First time presenter award received at aaapc conference in canberra
It was an honour to receive the award which will be a huge asset in my research portfolio, particularly as an early career researcher - Grace Moran, University of Birmingham

"The main highlight of the conference for me was learning the similarities and differences between UK and Australian primary health care. Primary care in Australia faces unique challenges which we don’t encounter in the UK including: healthcare in extremely remote areas (imagine your nearest big hospital is a plane journey away); health of the aboriginal people; lack of continuity between patients and GPs (Australians don’t have a set GP and can visit any GP practice). I also learnt that the UK is much further advance in structure and use of electronic medical records (EMRs). As my PhD involves the use of the THIN database (large database of EMRs), it was a great opportunity to make contacts with people doing a similar research in Australia."

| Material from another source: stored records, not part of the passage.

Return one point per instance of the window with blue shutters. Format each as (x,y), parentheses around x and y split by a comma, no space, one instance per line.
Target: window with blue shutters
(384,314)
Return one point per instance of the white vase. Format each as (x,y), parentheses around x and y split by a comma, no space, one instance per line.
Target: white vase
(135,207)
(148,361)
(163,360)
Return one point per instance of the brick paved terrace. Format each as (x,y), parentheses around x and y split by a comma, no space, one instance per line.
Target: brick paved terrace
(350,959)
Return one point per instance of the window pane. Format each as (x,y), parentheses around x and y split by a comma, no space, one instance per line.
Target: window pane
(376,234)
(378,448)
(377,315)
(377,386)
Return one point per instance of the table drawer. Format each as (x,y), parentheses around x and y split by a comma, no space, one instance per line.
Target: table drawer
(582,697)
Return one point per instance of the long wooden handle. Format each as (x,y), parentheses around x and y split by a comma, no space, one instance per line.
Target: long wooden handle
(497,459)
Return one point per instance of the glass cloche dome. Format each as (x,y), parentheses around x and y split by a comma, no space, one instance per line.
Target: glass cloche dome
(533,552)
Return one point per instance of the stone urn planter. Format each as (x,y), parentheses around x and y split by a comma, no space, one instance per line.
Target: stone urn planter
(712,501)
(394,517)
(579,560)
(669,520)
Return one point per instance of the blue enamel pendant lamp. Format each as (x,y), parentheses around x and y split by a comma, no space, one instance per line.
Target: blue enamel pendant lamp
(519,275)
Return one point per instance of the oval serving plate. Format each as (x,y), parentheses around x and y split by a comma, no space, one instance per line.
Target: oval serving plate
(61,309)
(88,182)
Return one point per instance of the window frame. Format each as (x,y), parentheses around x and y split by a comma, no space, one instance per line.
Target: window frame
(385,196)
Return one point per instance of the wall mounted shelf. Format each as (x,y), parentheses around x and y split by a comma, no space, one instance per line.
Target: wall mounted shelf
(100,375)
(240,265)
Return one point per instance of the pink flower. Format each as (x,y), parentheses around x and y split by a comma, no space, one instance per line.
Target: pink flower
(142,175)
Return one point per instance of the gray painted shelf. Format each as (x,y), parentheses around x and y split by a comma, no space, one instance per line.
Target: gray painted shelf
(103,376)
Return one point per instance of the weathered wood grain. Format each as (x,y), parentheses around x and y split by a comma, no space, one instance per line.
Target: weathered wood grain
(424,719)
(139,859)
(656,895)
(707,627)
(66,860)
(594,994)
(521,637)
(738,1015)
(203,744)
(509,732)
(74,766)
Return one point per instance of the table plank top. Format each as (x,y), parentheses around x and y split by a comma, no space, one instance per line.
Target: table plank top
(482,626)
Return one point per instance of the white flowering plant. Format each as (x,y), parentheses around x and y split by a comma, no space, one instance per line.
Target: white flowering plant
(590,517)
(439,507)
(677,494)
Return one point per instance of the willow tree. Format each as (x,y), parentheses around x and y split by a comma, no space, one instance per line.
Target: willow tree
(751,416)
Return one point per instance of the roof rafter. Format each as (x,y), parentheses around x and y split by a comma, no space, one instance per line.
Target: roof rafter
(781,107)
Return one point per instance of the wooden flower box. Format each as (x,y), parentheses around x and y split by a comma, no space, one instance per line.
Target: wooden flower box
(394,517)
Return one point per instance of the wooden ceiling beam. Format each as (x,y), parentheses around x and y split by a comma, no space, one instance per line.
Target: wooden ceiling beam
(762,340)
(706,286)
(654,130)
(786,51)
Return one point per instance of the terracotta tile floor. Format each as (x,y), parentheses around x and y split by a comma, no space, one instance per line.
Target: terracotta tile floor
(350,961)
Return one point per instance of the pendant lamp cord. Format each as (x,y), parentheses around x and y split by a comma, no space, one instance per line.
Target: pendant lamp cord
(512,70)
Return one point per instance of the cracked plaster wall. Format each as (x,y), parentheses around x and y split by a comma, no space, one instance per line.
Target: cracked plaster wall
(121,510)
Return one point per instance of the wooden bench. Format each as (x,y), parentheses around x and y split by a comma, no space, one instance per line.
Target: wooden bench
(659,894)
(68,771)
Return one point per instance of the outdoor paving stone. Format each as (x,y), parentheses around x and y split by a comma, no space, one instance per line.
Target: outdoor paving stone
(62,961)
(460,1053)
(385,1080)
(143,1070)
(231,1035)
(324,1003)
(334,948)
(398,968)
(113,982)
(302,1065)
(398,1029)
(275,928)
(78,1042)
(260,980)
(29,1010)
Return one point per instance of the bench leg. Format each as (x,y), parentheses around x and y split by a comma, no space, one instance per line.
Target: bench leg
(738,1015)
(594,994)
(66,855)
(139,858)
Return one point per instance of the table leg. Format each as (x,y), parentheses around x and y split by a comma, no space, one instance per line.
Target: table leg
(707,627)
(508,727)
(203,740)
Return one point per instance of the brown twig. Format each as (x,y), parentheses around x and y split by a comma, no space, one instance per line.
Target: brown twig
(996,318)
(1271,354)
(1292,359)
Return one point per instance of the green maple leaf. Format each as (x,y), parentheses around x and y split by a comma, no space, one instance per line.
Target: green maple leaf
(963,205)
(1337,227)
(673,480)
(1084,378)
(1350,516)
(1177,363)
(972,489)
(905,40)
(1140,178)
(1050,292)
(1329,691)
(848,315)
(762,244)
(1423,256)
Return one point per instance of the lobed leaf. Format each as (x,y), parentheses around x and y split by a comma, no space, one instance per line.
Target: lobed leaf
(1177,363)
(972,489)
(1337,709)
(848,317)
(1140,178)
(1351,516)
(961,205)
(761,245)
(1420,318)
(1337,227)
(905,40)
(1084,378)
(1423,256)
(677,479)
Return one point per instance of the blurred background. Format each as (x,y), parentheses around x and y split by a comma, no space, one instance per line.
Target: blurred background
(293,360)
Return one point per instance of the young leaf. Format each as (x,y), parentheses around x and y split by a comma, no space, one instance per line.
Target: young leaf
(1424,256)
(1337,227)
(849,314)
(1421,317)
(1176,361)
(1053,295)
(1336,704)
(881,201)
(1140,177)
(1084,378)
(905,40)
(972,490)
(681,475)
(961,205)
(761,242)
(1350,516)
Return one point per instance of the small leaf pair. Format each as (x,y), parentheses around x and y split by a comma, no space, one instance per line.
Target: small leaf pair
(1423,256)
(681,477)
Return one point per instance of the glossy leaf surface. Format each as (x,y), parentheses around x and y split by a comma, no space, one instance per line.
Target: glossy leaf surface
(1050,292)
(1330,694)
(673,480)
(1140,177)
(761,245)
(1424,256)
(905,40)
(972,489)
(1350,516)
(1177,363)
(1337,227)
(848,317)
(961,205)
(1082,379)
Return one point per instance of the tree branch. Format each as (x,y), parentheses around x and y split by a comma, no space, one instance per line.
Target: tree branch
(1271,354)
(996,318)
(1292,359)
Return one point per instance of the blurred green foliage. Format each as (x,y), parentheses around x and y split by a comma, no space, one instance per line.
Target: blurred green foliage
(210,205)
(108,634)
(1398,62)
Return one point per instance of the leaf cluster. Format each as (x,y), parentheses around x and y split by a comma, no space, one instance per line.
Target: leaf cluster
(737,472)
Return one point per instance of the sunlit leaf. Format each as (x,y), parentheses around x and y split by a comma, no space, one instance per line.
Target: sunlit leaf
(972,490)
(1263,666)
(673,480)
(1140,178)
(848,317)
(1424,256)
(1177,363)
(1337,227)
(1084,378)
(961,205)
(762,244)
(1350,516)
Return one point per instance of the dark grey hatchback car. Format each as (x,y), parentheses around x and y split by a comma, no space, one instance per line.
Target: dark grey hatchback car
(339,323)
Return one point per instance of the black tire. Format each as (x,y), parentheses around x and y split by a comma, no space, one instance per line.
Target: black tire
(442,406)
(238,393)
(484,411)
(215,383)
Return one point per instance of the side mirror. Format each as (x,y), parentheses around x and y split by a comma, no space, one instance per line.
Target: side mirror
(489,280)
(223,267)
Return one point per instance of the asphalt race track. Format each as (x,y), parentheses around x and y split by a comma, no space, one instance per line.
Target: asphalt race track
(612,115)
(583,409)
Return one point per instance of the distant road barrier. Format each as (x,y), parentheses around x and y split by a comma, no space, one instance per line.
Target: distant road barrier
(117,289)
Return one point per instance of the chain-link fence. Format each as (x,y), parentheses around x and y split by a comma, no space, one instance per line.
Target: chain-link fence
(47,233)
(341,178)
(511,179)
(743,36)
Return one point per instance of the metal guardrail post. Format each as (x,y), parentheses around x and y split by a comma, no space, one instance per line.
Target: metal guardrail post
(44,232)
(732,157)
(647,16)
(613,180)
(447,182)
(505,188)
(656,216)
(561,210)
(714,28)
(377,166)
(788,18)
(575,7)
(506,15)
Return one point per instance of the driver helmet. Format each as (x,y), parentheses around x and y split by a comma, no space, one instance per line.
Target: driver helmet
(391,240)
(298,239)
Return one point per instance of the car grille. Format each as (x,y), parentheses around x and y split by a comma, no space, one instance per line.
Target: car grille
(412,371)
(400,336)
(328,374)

Grace is currently completing her PhD at the University of Birmingham's Primary Care Clinical Sciences. Her supervisors are: Professors Tom Marshall, Melanie Calvert and Dr Max Feltham.

Read about Grace's overall experience of the conference on the School's blog: www.nihrspcr.com

On 23 July 2014, The Independent daily newspaper 'i' interviewed Grace in their Postgrad Diary article "Stroke issues are increasingly in the spotlight" which can be found on page six of the postgraduate supplement.